Spooky Plays for Halloween!

Let your spooky-side take center stage this October with some of the scarier scripts PNA offers! Click on each title for complete details about each script.


children’s book series written by Deborah Howe and James Howe

A dancing cat, a howling dog, and a vampire bunny. The perfect pet combination for any family. It’s a dark and stormy night and Chester (the family cat) and Harold (the family dog) sit waiting for their owners to return home from the movies. Chester and Harold are more than just pets, they’re good friends too. When the Monroes finally get home, they come bearing a surprise: they’ve found a bunny in the movie theater. But this is no ordinary rabbit… this is the extraordinary Bunnicula. When the family’s produce starts losing its juice, Chester thinks he knows what’s causing the fantastic phenomenon. Bunnicula is a vampire! Or maybe Chester’s imagination is getting the better of him. Singing and dancing their way through this hilarious mystery, the furry friends find room in their hearts, and in their home, for one very unique bunny.

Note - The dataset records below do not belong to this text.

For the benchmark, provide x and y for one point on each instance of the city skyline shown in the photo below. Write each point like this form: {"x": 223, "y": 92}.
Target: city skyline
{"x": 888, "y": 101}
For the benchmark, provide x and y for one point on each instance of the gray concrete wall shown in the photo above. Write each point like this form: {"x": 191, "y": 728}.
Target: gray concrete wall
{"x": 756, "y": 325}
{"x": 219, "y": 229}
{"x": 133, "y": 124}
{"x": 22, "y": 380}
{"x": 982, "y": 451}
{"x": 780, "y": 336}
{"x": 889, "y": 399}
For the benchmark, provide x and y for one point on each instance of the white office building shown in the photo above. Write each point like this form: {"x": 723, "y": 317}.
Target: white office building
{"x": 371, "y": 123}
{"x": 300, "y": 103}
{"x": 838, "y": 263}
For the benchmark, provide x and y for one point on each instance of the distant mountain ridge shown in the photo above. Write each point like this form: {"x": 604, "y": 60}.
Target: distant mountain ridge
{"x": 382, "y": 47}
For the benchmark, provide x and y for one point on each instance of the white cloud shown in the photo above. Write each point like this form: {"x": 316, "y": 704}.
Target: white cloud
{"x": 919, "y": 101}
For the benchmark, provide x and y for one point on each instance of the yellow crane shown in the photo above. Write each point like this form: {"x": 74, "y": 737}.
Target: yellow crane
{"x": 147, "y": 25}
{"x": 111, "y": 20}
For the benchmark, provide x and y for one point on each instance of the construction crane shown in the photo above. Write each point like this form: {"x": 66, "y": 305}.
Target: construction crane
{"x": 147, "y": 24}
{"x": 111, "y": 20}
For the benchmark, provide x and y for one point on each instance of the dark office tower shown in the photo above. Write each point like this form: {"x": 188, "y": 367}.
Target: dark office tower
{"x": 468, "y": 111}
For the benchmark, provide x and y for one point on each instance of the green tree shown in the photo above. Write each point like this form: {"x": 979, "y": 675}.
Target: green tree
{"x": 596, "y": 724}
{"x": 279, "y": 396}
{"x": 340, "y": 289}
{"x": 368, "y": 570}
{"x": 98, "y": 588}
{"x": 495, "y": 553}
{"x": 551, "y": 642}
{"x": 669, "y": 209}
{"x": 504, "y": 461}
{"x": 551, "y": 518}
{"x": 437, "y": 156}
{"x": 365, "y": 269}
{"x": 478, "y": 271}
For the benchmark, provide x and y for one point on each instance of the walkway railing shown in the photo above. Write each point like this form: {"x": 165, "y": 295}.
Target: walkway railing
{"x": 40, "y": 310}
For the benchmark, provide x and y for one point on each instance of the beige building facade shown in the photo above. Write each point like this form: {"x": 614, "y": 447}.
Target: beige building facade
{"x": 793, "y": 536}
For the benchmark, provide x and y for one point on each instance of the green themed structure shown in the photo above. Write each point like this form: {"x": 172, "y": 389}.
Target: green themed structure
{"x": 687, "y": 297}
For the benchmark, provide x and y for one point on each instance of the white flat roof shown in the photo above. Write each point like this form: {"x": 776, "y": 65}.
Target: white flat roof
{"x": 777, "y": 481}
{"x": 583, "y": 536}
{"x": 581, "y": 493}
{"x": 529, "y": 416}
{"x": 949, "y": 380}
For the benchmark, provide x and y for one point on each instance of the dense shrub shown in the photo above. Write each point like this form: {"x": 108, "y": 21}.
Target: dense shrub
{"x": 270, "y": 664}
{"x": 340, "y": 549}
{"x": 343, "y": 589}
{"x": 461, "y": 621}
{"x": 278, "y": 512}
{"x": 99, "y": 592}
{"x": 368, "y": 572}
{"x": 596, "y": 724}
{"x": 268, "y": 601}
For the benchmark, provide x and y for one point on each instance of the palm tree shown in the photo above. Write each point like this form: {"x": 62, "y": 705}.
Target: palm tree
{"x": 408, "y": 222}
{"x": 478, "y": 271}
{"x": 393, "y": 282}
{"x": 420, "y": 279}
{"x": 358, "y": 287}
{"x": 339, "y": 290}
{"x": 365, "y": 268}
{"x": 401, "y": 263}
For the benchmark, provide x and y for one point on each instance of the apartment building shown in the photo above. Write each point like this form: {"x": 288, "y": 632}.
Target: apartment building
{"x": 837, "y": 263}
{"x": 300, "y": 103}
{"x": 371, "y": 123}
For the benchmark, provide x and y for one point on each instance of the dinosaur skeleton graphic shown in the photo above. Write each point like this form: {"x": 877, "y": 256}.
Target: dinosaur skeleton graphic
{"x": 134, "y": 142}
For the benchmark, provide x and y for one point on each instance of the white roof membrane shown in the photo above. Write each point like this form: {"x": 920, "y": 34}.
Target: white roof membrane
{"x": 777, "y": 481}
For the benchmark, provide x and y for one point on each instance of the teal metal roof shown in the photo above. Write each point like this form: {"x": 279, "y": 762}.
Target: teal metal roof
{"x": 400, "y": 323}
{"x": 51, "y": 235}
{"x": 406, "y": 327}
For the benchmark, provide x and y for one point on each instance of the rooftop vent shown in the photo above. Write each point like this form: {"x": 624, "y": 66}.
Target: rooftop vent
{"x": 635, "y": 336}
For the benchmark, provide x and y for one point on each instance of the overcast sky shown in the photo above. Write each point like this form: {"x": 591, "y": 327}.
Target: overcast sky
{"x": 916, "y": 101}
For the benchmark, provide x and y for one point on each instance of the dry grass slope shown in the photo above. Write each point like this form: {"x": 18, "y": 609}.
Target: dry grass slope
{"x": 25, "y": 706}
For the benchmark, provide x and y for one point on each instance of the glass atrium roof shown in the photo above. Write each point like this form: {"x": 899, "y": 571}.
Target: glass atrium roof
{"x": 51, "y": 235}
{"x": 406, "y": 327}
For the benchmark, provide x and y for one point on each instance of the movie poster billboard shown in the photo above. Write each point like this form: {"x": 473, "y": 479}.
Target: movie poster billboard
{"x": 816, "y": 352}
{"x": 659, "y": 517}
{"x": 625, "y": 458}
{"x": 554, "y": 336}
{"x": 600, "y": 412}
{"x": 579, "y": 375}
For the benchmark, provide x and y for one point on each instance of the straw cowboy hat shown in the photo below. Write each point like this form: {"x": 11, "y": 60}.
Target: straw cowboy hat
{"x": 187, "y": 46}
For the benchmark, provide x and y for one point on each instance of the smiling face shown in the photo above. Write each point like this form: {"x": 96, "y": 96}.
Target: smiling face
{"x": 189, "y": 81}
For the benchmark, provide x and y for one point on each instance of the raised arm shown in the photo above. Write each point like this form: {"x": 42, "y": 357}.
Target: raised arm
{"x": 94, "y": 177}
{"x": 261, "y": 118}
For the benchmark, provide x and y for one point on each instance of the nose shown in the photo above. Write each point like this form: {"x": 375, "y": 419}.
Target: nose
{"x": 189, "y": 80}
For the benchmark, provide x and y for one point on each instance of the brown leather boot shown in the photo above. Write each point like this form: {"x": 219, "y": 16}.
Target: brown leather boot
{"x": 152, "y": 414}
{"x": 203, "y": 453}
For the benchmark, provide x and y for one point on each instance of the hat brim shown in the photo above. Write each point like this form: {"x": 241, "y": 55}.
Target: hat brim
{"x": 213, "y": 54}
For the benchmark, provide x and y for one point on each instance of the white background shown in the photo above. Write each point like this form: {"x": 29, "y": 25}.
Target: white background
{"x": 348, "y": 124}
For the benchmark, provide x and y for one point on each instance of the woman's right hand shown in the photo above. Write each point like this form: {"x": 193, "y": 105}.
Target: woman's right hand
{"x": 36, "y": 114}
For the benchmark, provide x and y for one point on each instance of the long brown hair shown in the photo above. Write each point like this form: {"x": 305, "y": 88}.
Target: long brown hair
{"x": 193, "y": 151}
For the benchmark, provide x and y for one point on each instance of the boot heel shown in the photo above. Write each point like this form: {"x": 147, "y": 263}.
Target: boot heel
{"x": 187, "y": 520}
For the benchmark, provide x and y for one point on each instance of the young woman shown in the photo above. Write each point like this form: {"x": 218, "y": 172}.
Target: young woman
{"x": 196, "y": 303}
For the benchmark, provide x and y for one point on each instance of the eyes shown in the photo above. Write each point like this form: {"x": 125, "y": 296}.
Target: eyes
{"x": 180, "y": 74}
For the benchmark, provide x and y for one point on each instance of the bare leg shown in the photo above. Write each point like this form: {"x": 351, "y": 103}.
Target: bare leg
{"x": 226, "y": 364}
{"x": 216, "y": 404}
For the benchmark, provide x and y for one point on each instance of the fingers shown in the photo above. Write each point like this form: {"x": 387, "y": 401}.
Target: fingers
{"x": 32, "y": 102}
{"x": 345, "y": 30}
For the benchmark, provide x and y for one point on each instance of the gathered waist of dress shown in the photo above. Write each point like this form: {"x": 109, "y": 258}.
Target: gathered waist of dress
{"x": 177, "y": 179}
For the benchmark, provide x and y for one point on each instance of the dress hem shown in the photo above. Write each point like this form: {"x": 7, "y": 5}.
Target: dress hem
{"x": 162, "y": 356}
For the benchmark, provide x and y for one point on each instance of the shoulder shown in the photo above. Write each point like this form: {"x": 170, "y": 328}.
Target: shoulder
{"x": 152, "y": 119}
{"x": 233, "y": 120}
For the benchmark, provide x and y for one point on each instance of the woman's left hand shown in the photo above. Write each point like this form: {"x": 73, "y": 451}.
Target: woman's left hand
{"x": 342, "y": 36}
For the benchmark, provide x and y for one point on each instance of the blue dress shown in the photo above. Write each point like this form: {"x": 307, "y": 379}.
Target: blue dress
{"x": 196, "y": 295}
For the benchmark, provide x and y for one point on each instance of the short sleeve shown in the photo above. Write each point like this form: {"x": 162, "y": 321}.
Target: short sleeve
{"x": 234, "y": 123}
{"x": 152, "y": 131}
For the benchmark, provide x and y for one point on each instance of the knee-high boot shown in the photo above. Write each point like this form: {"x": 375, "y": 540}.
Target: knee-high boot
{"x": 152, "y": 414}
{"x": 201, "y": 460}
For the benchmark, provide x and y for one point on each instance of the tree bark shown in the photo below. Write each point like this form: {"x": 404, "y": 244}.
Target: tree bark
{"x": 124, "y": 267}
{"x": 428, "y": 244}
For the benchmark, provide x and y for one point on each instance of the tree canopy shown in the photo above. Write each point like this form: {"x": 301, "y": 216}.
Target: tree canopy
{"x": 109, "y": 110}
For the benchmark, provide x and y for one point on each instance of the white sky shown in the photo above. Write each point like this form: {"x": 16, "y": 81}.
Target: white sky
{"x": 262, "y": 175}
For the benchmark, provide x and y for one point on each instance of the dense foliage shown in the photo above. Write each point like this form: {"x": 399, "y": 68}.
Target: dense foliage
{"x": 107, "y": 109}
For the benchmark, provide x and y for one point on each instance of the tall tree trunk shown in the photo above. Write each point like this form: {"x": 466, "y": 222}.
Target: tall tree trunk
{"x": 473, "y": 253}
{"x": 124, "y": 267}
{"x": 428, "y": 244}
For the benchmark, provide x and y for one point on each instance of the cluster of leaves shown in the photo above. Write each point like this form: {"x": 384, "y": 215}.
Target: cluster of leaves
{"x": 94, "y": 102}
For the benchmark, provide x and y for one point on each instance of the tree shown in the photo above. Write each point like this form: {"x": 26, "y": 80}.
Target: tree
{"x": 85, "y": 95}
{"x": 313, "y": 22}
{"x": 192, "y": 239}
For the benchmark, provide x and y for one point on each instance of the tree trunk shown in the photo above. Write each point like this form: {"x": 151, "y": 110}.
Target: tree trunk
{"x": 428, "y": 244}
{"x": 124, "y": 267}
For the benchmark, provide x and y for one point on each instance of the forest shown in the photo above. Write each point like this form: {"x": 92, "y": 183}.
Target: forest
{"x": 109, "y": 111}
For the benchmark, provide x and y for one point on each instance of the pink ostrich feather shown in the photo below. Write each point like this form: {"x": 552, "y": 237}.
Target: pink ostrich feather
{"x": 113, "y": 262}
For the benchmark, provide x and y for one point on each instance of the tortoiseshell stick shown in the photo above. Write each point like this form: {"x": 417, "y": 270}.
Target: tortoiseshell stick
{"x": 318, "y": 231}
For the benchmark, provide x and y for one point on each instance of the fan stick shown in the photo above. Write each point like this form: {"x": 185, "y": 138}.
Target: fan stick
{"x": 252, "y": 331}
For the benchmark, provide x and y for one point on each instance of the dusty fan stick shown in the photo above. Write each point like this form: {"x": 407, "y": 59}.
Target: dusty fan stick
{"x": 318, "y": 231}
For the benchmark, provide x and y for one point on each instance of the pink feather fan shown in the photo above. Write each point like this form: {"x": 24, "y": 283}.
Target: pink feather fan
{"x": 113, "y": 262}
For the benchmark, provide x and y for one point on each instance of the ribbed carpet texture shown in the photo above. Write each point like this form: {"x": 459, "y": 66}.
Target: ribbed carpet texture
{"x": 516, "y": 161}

Harriet’s Halloween Candy 

From the book by Nancy Carlson

Harriet loves Halloween. She loves dressing up; she loves hanging out with her friends; and she loves getting all that delicious, gooey, chewy, chocolaty sweet candy. What she does not love is having to share with her baby brother, Walter, even when her parents make her. Once back from her trick-or-treating, the very important sorting process begins. In theory, this is when Harriet will decide which of her treasures she will bestow on her brother. Licorice whips? Nougat bars? Marshmallow puffs? Tangy tarts? Chocolate drops? No!! They’re all too good to share. And they’re all hers. To keep her stash safe, Harriet tries hiding it, but what will she do when she has to go to school? Why, take it with her, of course. When her friends find out she’s been hoarding all the goodies for herself, they turn their backs on her selfish ways. Her obsession has landed her in a sticky mess. But with the help of her mother, Harriet proves that she knows nothing is sweeter than a true friend.

Dracula: Origins 

From the Seattle Children’s Theatre Drama School Summer Season. Photo by Chris Bennion.

Vlad, a prince of Transylvania, struggles to keep his poor, mountainous land free from the clutches of Bazajet, the cruel and conniving Sultan of the Ottoman Empire. When Vlad’s father, Drac (the Dragon) dies fighting in battle, Vlad becomes ruler of Transylvania. He is now known as Dracula (son of the dragon). Due to the clever intrigues of the Turkish Sultan, Vlad finds himself forced to accept single combat with Kudret ad-Hem, the great Turkish warrior who killed his father. Knowing he cannot defeat Kudret, he persuades his wife, Mircea, to lead him to a cave of witches. The witches grant him strength, supernatural abilities, and freedom from death, by transforming him into a nosferatu, an undead vampire. Armed with his newfound power, Vlad meets Kudret ad-Hem in combat. After Vlad wounds Kudret, his vampiric thirst for blood overpowers him and he bites open Kudret’s throat to drink his blood. Both Turks and Transylvanians flee in terror. Mircea rejects Vlad as a monster, and falls to her death when he tries to embrace her. As the play ends, Dracula is left isolated in the Transylvanian mountains, facing a lonely immortality, and the witches celebrate the evil they have let loose into the world.

The Monster Under the Bed 

Polka Theatre’s 2009 production of The Monster Under the Bed.

Ben has a BIG problem. His Mum is acting grumpy, his best friend Vince has stolen his precious binoculars and his Dad is far, far away…oh, and there’s a monster under the bed. But when Ben Swaps places with the under-bed monster, Ben’s life — and his school — is turned inside out, and upside down. A funny and thrilling play for children about friendship and facing up to your fears.


The Canterville Ghost 

For three centuries, the Canterville Ghost has been perfectly happy rattling chains, clanking armor and generally haunting Canterville. Enter the Otis family – Yankee upstarts with thoroughly modern ideas. Frightening these nonplussed American tenants proves to be not only infuriating but almost impossible for the temperamental British ghost. Yet, through the courageous friendship of one of the young Otis children, the Canterville Ghost finally finds peace. Oscar Wilde’s tale is told with whimsical humor and charm.


A Murder of Crows

Inspired by the story of Hansel and Gretel, A Murder of Crows explores the themes of famine, family loyalties and survival. Six actors weave a gothic story of the journey of two children navigating fear and abandonment, from the squawking perspective of a group of boisterous crows.